Verizon, which is preparing for a surge in wireless Internet use as it starts shipping iPhones, is taking the unusual (but hardly unprecedented) step of reserving the right to slow data service for its heaviest users. Should you care about such “throttling” (the industry’s term, not ours)?
Yes and no. Yes, because consumers who are thinking about switching to Verizon are being put on notice that they may run into trouble using their smartphones’ most demanding capacities – notably, streaming video – at peak hours. If you don’t want to risk slowdowns, buy service from another carrier. On second thought, better just to trim your expectations: none of the other carriers can guarantee blinding speed 100 percent of the time.
No, in the sense it is in the interest of everybody on Verizon’s network for the company to manage traffic so that nobody is denied service when it runs out of bandwidth. What else would you have Verizon do? Drop calls? Randomly block key data services like email for those at the back of the queue?
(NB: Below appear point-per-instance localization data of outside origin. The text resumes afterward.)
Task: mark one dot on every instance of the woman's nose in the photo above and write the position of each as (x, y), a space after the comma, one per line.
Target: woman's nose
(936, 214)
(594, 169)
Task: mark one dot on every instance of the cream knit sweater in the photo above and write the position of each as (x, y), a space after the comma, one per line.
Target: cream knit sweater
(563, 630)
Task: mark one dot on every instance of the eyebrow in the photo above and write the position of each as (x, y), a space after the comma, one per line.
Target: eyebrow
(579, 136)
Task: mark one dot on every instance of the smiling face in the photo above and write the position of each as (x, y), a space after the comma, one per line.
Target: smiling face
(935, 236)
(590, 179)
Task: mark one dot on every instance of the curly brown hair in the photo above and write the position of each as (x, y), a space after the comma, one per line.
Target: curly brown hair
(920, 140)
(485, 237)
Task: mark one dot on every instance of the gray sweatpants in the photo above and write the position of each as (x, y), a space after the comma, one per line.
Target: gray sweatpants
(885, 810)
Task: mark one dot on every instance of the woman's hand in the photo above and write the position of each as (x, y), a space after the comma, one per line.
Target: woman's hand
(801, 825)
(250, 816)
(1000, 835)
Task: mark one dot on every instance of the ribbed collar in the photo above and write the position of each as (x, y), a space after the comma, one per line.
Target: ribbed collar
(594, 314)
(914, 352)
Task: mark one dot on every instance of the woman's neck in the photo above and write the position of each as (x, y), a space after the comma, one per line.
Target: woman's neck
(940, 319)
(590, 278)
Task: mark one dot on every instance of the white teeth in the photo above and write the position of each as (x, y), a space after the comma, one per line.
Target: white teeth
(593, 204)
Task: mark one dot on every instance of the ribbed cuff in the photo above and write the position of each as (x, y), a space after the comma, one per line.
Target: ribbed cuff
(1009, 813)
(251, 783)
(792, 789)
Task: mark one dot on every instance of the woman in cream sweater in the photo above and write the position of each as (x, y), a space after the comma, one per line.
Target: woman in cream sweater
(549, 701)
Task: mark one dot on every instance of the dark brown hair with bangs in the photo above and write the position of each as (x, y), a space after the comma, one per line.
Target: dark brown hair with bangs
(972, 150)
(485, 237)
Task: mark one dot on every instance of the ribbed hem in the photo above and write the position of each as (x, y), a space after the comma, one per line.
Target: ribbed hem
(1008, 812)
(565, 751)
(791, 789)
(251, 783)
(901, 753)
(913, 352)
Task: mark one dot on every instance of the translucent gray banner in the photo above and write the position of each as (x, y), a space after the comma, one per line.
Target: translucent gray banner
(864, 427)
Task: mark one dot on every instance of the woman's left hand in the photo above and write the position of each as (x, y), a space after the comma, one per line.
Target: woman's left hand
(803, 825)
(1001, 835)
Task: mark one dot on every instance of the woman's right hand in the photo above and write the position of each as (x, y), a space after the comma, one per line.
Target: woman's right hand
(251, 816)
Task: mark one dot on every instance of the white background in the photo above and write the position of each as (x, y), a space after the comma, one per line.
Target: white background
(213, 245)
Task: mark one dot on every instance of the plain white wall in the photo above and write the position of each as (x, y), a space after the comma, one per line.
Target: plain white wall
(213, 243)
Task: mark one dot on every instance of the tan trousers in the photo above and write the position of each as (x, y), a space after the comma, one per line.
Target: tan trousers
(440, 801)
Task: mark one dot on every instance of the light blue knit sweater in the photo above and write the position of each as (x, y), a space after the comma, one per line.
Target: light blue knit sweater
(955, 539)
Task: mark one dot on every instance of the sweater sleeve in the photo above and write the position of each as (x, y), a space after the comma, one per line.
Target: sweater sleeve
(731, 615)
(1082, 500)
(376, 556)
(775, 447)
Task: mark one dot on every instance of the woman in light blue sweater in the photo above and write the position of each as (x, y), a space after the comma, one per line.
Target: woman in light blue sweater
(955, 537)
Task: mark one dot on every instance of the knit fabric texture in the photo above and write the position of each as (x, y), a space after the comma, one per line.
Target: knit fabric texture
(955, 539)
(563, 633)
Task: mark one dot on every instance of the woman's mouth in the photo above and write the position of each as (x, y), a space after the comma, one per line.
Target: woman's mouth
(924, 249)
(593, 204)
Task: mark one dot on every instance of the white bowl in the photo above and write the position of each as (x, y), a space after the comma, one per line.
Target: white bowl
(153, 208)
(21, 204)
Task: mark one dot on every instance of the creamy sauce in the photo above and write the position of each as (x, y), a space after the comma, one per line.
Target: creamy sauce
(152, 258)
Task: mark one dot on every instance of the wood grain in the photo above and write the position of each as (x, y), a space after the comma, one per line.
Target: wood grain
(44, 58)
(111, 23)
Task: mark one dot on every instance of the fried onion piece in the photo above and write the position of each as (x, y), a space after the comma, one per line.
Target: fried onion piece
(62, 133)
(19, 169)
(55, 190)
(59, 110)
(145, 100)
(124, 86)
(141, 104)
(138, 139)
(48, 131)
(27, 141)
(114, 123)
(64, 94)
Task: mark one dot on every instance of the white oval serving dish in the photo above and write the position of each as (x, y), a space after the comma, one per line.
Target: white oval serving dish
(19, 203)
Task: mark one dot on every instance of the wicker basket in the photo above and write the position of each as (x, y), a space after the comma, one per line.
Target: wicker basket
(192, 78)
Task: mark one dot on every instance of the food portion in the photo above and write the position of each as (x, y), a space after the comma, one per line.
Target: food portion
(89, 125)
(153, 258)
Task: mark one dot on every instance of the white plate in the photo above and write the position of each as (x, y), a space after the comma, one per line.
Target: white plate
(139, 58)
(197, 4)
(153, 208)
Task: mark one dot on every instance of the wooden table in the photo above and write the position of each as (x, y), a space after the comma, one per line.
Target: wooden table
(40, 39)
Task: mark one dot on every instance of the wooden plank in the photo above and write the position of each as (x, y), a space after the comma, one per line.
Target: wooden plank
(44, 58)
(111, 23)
Some supporters of “net neutrality” will no doubt complain since Verizon is practicing what might be called discrimination in an effort to ration scarce bandwidth. But they’re unlikely to get a sympathetic hearing from the FCC, which would permit throttling under its proposed Internet rules. All we can ask for is transparency: If the telcos want to manage their wireless networks this way, they need to make their policies clear upfront. The government, for its part, should work to make throttling less likely by auctioning more bandwidth to the highest bidders.